Parallel GPU computing using OpenCV

Question

I have an application that requires processing multiple images in parallel in order to maintain real-time speed.

It is my understanding that I cannot call OpenCV's GPU functions in a multi-threaded fashion on a single CUDA device. I have tried an OpenMP code construct such as the following:

#pragma omp parallel for
for(int i=0; i<numImages; i++){
    for(int j=0; j<numChannels; j++){
        for(int k=0; k<pyramidDepth; k++){
            cv::gpu::multiply(pyramid[i][j][k], weightmap[i][k], pyramid[i][j][k]);
        }
    }
}

This seems to compile and execute correctly, but unfortunately it appears to execute the numImages threads serially on the same CUDA device.

I should be able to execute multiple threads in parallel if I have multiple CUDA devices, correct? In order to get multiple CUDA devices, do I need multiple video cards?

Does anyone know if the nVidia GTX 690 dual-chip card works as two independent CUDA devices with OpenCV 2.4 or later? I found confirmation it can work as such with OpenCL, but no confirmation with regard to OpenCV.
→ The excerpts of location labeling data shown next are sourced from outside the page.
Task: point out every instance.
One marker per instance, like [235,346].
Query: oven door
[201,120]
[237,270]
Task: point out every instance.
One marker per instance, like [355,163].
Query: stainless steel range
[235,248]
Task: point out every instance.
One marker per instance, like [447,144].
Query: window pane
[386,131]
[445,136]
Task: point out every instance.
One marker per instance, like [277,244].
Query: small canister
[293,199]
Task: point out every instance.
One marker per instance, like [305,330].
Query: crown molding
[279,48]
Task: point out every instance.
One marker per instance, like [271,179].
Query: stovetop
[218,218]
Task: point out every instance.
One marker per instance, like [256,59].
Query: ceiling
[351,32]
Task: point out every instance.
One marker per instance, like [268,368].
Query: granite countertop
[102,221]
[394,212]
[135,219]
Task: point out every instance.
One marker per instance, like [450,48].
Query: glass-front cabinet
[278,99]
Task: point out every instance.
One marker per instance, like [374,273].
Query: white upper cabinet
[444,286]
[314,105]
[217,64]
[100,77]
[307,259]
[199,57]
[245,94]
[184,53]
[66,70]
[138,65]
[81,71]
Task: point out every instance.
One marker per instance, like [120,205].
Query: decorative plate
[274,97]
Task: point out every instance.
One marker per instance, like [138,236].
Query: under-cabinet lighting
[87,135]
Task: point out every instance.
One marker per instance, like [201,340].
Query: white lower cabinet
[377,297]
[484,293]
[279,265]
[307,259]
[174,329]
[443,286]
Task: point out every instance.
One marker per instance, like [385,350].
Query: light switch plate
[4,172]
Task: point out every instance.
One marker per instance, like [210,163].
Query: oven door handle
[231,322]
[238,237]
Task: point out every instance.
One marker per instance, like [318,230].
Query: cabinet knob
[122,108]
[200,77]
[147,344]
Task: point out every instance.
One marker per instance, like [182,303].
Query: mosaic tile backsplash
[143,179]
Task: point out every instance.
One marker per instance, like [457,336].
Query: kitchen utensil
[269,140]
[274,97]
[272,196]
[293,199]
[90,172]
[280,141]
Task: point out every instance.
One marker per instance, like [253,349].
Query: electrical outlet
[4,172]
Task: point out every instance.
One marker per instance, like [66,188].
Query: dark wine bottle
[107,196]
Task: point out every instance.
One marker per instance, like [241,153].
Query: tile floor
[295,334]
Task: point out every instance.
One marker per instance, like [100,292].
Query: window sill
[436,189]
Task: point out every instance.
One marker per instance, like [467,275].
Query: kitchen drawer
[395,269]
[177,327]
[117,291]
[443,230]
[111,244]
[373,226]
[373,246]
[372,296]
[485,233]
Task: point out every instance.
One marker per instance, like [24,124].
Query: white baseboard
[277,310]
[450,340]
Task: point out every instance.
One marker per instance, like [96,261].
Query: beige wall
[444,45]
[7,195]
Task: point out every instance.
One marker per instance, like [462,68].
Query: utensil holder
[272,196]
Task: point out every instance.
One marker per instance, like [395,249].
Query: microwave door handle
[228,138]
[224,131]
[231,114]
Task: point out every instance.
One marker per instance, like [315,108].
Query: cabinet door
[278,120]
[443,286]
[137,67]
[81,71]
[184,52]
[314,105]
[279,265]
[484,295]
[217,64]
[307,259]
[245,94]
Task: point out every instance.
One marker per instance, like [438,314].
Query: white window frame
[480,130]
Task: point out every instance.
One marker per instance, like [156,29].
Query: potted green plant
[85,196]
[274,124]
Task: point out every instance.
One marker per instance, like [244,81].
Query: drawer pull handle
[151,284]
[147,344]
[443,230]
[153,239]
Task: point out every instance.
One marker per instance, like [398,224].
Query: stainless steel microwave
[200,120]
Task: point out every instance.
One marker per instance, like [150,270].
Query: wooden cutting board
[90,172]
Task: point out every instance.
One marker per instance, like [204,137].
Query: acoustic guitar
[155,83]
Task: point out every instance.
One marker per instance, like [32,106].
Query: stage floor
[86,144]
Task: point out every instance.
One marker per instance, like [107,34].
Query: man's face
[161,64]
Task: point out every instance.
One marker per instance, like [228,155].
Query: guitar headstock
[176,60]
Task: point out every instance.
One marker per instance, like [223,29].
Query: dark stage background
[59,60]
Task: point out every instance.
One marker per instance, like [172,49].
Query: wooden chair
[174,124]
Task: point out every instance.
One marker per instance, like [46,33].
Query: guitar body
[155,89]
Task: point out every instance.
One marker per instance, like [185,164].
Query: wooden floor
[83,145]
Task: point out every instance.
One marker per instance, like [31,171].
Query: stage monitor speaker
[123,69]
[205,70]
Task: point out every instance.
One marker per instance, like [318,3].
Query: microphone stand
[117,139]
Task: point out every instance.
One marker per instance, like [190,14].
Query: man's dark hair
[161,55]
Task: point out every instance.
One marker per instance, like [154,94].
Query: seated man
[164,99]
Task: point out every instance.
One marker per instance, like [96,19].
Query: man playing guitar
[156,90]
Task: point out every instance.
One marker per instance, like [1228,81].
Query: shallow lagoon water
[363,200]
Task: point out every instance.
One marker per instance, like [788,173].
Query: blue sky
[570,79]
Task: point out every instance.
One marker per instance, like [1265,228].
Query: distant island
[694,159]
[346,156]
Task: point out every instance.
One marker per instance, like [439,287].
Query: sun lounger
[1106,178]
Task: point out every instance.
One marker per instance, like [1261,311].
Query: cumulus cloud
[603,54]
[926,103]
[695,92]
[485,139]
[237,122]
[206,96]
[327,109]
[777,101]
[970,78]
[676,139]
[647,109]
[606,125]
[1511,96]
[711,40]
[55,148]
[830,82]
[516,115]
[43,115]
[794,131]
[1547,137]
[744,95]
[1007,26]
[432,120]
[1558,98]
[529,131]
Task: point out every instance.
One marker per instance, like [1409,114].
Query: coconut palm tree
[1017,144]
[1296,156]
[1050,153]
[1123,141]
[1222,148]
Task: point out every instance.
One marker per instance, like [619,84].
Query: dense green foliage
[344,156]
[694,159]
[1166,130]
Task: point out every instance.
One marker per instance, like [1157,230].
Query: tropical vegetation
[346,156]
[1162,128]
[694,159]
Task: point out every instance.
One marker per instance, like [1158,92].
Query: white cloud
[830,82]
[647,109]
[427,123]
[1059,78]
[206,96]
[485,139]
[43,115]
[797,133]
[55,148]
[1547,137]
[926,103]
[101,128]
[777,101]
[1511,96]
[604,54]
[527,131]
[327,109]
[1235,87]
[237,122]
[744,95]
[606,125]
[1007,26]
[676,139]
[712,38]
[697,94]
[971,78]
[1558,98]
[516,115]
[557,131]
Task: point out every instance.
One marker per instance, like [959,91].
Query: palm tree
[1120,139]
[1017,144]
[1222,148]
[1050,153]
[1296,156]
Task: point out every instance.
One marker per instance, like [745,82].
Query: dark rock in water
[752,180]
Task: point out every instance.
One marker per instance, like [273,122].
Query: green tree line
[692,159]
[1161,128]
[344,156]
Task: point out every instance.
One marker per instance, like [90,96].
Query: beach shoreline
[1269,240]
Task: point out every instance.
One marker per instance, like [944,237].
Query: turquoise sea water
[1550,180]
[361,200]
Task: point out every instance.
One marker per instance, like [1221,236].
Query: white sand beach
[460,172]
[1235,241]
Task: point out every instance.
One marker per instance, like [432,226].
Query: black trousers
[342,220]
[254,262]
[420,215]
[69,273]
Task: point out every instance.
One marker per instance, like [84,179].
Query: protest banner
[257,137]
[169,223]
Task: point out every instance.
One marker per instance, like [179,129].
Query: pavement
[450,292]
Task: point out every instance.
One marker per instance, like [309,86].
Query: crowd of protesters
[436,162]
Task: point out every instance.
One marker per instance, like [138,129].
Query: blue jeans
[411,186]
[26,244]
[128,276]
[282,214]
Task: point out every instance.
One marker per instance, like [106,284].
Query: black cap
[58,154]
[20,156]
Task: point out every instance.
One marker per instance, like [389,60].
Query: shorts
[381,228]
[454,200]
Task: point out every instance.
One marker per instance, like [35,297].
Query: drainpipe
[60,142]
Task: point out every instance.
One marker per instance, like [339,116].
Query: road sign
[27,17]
Perhaps the answer is in the source code for OpenCV?

Chris O
– Chris O

2012-06-21 16:51:59 +00:00
Commented Jun 21, 2012 at 16:51 — Chris O
– Chris O, Commented Jun 21, 2012 at 16:51

Ɖiamond ǤeezeƦ · Accepted Answer · 2016-04-15 16:24:06Z

5

Just do the multiply passing whole images to the cv::gpu::multiply() function.

OpenCV and CUDA will handle splitting it and dividing the task in the best way. Generally each computer unit (i.e. core) in a GPU can run multiple threads (typically >=16 in CUDA). This is in addition to having cards that can appear as multiple GPUs or putting multiple linked cards in one machine.
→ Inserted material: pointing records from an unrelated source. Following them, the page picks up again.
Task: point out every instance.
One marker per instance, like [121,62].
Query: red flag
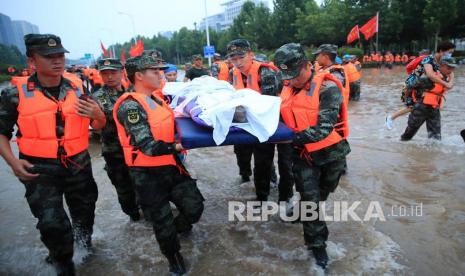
[137,49]
[123,57]
[353,35]
[370,28]
[105,51]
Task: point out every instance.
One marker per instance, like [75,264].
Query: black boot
[321,257]
[135,216]
[177,266]
[64,268]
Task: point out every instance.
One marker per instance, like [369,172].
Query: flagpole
[377,30]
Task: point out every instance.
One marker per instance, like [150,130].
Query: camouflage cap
[289,58]
[153,53]
[141,63]
[43,44]
[449,61]
[238,47]
[109,64]
[326,48]
[261,57]
[196,57]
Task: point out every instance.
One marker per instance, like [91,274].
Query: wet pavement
[399,175]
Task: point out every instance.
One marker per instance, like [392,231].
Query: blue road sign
[208,51]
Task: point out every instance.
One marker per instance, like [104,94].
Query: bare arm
[19,166]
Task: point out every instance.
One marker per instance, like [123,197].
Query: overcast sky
[81,24]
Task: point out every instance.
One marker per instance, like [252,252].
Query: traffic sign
[208,51]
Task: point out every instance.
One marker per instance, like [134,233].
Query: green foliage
[404,25]
[11,55]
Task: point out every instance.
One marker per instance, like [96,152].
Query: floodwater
[418,184]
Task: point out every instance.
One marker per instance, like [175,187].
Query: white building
[232,9]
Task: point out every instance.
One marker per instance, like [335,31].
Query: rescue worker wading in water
[313,106]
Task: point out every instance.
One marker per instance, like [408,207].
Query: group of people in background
[141,150]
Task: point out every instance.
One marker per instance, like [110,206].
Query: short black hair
[132,74]
[445,46]
[331,56]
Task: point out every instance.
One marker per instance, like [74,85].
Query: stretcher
[193,135]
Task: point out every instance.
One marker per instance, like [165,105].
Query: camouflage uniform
[111,148]
[44,194]
[263,153]
[156,186]
[422,112]
[319,174]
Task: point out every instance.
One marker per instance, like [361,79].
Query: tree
[284,17]
[439,15]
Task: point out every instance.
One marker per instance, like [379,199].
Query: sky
[82,24]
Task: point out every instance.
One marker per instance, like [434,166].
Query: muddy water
[399,176]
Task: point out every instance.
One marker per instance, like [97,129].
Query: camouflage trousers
[155,188]
[418,116]
[315,183]
[44,195]
[263,164]
[355,91]
[118,173]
The whole point of cv::gpu is to save you from having to know anything about how the internals work.

edited Apr 15, 2016 at 16:24

Ɖiamond ǤeezeƦ

3,3413 gold badges32 silver badges42 bronze badges

answered Jun 22, 2012 at 14:45

Martin Beckett

96.3k28 gold badges196 silver badges268 bronze badges

Sign up to request clarification or add additional context in comments.

6 Comments

mmccullo Over a year ago

Yes, true. The multiply() function is written to take advantage of CUDA threading within the function itself. However, what I need is more than one multiply() function operating in parallel threads. That does not seem to be possible without multiple gpus. Then you can execute a multiply() function on each in parallel and for different images simultaneously.
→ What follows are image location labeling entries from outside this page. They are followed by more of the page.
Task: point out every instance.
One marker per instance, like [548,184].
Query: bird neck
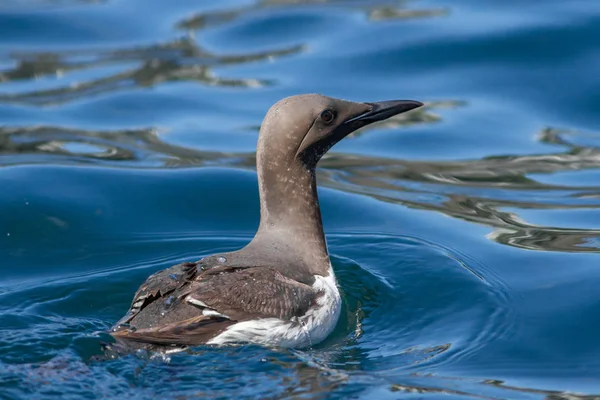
[290,216]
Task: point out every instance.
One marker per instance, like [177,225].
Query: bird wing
[205,305]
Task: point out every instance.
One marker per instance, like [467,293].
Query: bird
[280,289]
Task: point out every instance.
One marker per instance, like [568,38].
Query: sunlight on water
[464,234]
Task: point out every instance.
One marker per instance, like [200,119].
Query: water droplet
[169,301]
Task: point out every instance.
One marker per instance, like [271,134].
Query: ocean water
[465,235]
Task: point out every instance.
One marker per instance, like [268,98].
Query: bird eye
[327,116]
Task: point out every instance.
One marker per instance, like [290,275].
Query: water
[464,235]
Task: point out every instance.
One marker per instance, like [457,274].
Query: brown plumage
[284,270]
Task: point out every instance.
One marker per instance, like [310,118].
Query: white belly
[309,329]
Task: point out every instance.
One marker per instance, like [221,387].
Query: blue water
[465,235]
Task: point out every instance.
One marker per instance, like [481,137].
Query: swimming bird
[280,289]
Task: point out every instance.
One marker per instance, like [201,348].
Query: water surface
[464,234]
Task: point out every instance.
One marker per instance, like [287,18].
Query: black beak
[384,109]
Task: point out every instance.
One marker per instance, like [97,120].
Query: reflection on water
[453,188]
[505,193]
[181,60]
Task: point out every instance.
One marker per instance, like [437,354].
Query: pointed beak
[382,110]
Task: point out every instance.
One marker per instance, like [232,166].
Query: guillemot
[280,289]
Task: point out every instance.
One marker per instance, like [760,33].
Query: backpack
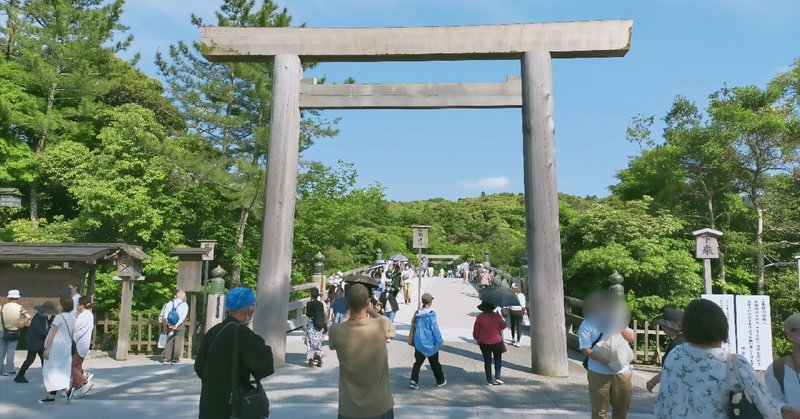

Martin Beckett Over a year ago

@mmccullo - yes cv::gpu uses low level cuda threading, you can call it in multiple user threads but each will fully utilize the gpu until the other has finished. If you have a card with cuda2 it will use streams to do this async so your threads don't block

mmccullo Over a year ago

I am using CUDA v4.2. I am not sure what your reference to "cuda2" means exactly. It does not appear to necessarily block my OpenMP threads, but it the execution time of my code above is only slightly better than executing in a single thread. It appears the execution of the multiple threads occurs serially on the single CUDA device -- otherwise the execution time should be much less than the single thread on the same device. My test GPU is a Quadro2000M with 2GB and 192 CUDA cores. The images are 1280x960 RGB.

Martin Beckett Over a year ago

@mmccullo - compute capability >= 2 adds async streams

mmccullo Over a year ago

Ah, in fact my Quadro2000M is compute capability 2.1. I therefore did the following: cv::gpu::Stream stream[3]; for(int i=0; i<numImages; i++){ for(int j=0; j<numChannels; j++){ for(int k=0; k<pyramidDepth; k++){ cv::gpu::multiply(pyramid[i][j][k], weightmap[i][k], pyramid[i][j][k], stream[i]); } } } That appears to execute in parallel on the same CUDA device! Thanks.

|

mmccullo · Accepted Answer · 2012-06-26 00:18:23Z

The answer from Martin worked for me. The key is to make use of the gpu::Stream class if your CUDA device is listed as compute capability 2 or higher. I will restate it here because I could not post the code clip correctly in the comment mini editor.

cv::gpu::Stream stream[3];

for(int i=0; i<numImages; i++){
    for(int j=0; j<numChannels; j++){
        for(int k=0; k<pyramidDepth; k++){
            cv::gpu::multiply(pyramid[i][j][k], weightmap[i][k], pyramid[i][j][k], stream[i]);
        }
    }
}

The above code seems to execute the multiply in parallel (numImages = 3 for my app). There are also Stream methods to aid in uploading/downloading images to and from GPU memory as well as methods to check the state of a stream in order to aid in synchronization with other code.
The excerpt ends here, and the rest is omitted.